A reestruturação teria sido motivada pela alta taxa de desemprego juvenil, que ultrapassava 16% em abril de 2026. As graduações eliminadas, em sua maioria, estavam em áreas como artes e humanidades, onde havia menor empregabilidade.
Motivos por trás da mudança educacional
A decisão de transformar a educação superior visaria enfrentar a crescente demanda por profissionais qualificados em tecnologia. A criação de novos cursos, como inteligência incorporada e robótica agrícola, refletiria essa orientação.
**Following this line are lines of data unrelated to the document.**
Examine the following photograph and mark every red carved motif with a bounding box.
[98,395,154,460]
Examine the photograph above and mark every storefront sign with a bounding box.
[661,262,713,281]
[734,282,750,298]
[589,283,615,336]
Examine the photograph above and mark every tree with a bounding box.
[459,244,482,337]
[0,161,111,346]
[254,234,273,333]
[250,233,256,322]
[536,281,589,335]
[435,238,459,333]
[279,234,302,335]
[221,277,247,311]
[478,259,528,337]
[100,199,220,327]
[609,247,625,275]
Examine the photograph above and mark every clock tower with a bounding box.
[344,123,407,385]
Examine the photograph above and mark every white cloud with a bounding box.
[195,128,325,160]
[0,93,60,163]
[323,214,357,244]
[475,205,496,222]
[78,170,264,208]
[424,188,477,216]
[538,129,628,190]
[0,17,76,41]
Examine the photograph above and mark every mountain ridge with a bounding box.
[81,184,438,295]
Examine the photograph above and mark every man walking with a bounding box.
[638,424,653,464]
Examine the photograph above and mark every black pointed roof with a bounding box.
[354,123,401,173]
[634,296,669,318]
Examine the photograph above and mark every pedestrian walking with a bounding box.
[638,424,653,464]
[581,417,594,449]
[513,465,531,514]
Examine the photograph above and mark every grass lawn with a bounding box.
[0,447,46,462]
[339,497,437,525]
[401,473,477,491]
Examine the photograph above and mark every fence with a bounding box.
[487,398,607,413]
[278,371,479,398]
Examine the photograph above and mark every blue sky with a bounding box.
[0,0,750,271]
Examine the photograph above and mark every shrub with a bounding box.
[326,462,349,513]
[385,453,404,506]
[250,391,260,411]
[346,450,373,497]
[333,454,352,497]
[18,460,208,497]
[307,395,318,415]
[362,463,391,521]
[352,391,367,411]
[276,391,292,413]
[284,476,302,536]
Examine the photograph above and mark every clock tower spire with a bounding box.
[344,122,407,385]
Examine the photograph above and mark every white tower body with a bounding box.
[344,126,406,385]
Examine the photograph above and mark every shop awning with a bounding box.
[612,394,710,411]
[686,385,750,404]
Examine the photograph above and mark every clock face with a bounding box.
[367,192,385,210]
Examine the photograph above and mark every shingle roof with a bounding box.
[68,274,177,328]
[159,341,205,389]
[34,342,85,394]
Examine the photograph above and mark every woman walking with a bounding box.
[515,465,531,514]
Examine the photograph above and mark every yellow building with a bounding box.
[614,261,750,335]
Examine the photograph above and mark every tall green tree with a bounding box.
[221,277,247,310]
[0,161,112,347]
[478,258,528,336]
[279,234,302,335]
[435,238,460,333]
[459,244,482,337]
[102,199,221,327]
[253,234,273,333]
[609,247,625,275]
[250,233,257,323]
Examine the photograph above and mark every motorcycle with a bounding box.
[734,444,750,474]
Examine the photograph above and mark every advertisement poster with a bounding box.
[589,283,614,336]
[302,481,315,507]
Instituições de ensino em todo o país estariam se adaptando para oferecer currículos mais modernos e relevantes.
Novo foco
Com o avanço da inteligência artificial, os cursos agora se concentram em áreas tecnológicas emergentes. A expectativa é que, até 2030, a proporção de cursos relacionados à IA aumente significativamente.
Os institutos educacionais chineses estariam vendo nas novas disciplinas uma forma de garantir competitividade global em setores de alta tecnologia.
As mudanças rápidas promovidas pela China servem de exemplo para outras nações, incluindo o Brasil, onde as discussões sobre a incorporação de tecnologias no ensino ainda são iniciais. A estratégia chinesa ressalta a importância de uma adaptação ágil para acompanhar a evolução do mercado de trabalho.